The motet Egregie Doctor Paule, for the Feast of the Conversion of St. Paul, is notable for demonstrating Sumaya's musical education. The prima pars was composed by Salazar, while the secunda pars is by Sumaya. There are subtle yet noticeable differences between the two composers' work, with Sumaya's being more likely to engage in harmonic daring and less-common chord voicings and resolutions. Such colorful harmonies were becoming more common in Spain as Italian treatises and compositions spread throughout the kingdom. The 1738 edition of José de Torres' figured bass treatise refers to them as posturas falsas and posturas extravagantes. Posturas falsas include chords involving chromatic alterations, including what are today regarded as dominant seventh and fully-diminished seventh chords. Posturas extravagantes refer to any chord involving the simultaneous use of the minor third and augmented fourth, or any chord that includes the less common sonorities of the minor second and major seventh.

Sumaya's villancico El sol-fa de Pedro, written as part of his examen de oposición (audition) for the post as maestro de capilla of Mexico City Cathedral, is an example of a villancico de precisión. In such a villancico, the composer demonstrates his compositional prowess and musical erudition through the musical setting of a text containing puns and wordplay related to musical terms. As Christ was often associated with the Sun in such texts, this technique applied to the word "sol" (sun) was common. For example, in an F-based tonality, the pitch C (the fifth scale degree, "sol" in solfège) would be associated with the word "sol" (sun).

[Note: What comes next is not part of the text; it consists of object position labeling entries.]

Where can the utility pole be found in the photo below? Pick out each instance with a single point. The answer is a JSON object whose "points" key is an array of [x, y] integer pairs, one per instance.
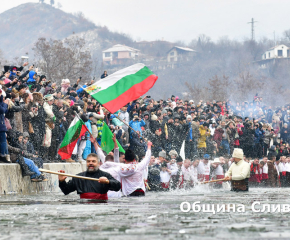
{"points": [[253, 29]]}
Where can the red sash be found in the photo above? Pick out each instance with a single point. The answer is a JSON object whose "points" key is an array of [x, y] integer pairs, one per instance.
{"points": [[265, 176], [254, 178], [165, 185], [138, 190], [94, 196], [200, 177], [219, 177]]}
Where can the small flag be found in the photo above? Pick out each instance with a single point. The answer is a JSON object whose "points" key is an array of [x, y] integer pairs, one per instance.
{"points": [[122, 87], [76, 129], [107, 143], [182, 151]]}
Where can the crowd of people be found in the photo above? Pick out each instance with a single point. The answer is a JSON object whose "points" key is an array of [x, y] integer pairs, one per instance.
{"points": [[36, 113]]}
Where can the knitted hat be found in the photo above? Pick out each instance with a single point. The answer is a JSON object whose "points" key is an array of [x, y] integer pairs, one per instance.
{"points": [[25, 134], [162, 154], [173, 152], [48, 97], [153, 117], [179, 159], [206, 156], [37, 96], [129, 155], [238, 153]]}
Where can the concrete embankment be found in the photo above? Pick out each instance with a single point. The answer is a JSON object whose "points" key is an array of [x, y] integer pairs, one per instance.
{"points": [[12, 182]]}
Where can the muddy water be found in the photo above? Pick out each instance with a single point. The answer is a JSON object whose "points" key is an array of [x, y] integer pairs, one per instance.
{"points": [[156, 216]]}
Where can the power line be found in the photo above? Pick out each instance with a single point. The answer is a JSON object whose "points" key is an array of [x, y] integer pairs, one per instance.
{"points": [[253, 28]]}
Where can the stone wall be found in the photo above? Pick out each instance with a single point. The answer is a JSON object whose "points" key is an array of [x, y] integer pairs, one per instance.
{"points": [[11, 180]]}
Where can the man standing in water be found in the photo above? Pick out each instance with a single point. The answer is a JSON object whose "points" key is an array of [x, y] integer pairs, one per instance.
{"points": [[89, 189], [239, 172], [131, 172]]}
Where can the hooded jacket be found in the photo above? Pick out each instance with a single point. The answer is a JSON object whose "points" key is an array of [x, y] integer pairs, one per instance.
{"points": [[31, 80]]}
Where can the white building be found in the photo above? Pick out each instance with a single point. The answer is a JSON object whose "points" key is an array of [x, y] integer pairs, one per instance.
{"points": [[176, 54], [119, 53], [280, 51]]}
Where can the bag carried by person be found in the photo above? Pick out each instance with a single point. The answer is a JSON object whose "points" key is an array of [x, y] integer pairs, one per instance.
{"points": [[7, 123], [30, 128]]}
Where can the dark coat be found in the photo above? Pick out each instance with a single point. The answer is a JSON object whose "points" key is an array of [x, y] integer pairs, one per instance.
{"points": [[3, 110]]}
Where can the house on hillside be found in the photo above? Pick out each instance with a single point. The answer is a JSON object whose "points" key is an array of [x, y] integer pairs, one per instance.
{"points": [[280, 51], [278, 54], [119, 54], [177, 54]]}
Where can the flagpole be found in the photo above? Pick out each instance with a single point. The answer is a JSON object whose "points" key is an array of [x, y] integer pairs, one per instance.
{"points": [[86, 127], [124, 123], [129, 126]]}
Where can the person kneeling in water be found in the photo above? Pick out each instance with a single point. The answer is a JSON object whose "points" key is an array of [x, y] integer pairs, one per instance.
{"points": [[89, 189], [131, 172]]}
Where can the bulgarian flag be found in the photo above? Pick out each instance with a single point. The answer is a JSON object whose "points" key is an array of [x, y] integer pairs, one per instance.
{"points": [[76, 129], [107, 143], [122, 87]]}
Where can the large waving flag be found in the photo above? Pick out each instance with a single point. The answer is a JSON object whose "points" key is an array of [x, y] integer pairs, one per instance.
{"points": [[123, 86], [107, 143], [76, 129]]}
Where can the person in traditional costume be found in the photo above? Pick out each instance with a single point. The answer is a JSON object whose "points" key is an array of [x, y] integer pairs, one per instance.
{"points": [[131, 173], [89, 189], [239, 172]]}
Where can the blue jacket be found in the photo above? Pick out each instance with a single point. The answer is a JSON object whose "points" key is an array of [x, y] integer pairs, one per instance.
{"points": [[31, 80], [3, 110], [87, 149], [79, 91], [259, 135], [189, 133], [136, 125]]}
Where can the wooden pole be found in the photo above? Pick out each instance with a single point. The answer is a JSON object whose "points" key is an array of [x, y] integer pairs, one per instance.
{"points": [[218, 180], [86, 127], [123, 122], [68, 175]]}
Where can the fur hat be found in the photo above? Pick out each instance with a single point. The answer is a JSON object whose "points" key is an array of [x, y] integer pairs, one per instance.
{"points": [[238, 153], [162, 154], [153, 117], [206, 156], [25, 134], [129, 155], [48, 97], [37, 96], [173, 152]]}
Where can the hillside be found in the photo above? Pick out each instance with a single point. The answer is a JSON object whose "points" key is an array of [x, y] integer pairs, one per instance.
{"points": [[21, 27]]}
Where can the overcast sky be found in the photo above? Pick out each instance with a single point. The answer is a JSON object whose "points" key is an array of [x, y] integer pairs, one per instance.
{"points": [[182, 20]]}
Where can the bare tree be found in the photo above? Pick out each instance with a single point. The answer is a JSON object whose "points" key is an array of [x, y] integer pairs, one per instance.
{"points": [[63, 59], [59, 5]]}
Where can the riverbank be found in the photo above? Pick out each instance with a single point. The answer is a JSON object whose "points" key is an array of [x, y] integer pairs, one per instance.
{"points": [[12, 182]]}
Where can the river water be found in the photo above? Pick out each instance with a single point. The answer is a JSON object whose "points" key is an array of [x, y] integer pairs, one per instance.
{"points": [[156, 216]]}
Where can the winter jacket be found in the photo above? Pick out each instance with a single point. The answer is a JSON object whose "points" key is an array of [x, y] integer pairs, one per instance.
{"points": [[136, 125], [272, 153], [3, 111], [202, 137]]}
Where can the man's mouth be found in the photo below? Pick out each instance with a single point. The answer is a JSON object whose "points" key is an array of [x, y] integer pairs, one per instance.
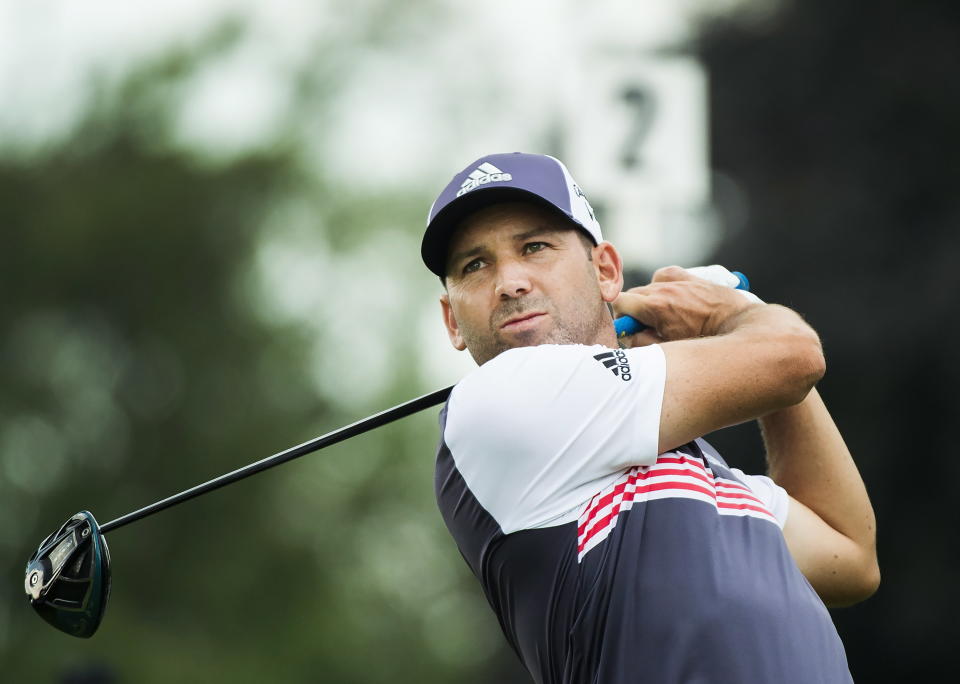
{"points": [[522, 321]]}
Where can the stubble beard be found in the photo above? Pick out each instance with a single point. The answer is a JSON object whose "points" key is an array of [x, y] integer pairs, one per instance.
{"points": [[582, 323]]}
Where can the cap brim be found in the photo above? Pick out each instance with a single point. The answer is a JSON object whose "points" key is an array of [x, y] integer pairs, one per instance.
{"points": [[436, 239]]}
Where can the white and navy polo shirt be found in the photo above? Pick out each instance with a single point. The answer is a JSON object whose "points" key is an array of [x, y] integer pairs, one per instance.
{"points": [[608, 562]]}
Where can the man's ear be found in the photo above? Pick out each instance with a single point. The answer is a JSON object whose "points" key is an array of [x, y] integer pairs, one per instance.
{"points": [[609, 268], [449, 320]]}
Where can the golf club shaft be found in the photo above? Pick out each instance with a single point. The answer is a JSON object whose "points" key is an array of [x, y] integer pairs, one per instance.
{"points": [[361, 426]]}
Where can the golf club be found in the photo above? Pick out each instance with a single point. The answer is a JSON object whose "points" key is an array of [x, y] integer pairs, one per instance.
{"points": [[68, 577]]}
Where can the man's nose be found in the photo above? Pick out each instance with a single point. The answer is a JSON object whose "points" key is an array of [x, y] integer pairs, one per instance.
{"points": [[512, 280]]}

The cantata Si ya a aquella nave, for the Feast of St. Peter, is one of Sumaya's most Italianate works. Set for alto voice accompanied by two violins and basso continuo, it is notable for its use of text painting. Perhaps the most notable instance is in the first da capo aria ("Prosigue, prosigue al mismo correr"). Sumaya alters the typical ABA formal scheme by appending to the B section a highly chromatic passage involving the bass descending chromatically over nearly two octaves, with the violins providing an accompaniment of falling figures that vividly portrays the words "llanto" ("weeping") and "morir" ("to die"). The bass line emphasizes every fourth note as it descends, articulating a series of descending chromatic tetrachords in a characteristic lamento bass pattern.

Ya se eriza el copete, for the Feast of Our Lady of Guadalupe, is a notable example of a more traditional villancico in the style of Salazar or Hidalgo. It is set for two choirs—a solo tenor with basso continuo, a choir of soprano, alto, and tenor with its own basso continuo—and a general accompaniment part. The estribillo, which uses mensural notation, has a text that poetically describes the Guadalupe apparition turning the snowy cold of December (the feast date is December 12) into the flowers of May, a month typically associated with the Virgin Mary. The coplas, written in more modern notation, elaborate on this and tie the villancico more closely to Mexico City with references to St. Juan Diego and the maguey plant.

The large-scale Italianate villancicos Celebren, publiquen; Angélicas milicias; and Albricias, mortales are among Sumaya's most often-performed works. All three are for Marian feasts; the first two are for the Feast of the Assumption and the third for the Feast of the Immaculate Conception. Celebren, publiquen and Albricias, mortales call for one choir of alto and bass soloists with their own basso continuo and a second choir of soprano, alto, and tenor with its own basso continuo. Both of these use an instrumental complement of violins, trumpet, and basso continuo. Angélicas milicias is even larger-scale, set for two choirs of soprano, alto, and tenor, each with its own basso continuo, plus an instrumental complement of violins, viola, oboe, bassoon, and basso continuo. All three are notable for their use of text painting and instrumental color, with violins depicting the twittering of birds in Albricias, mortales and repeated notes in the oboe calling to mind trumpet calls in Angélicas milicias. In spite of the outwardly Italianate style of all three pieces, the harmonic structure, erudite texts, and polychoral setting reveal their Spanish core.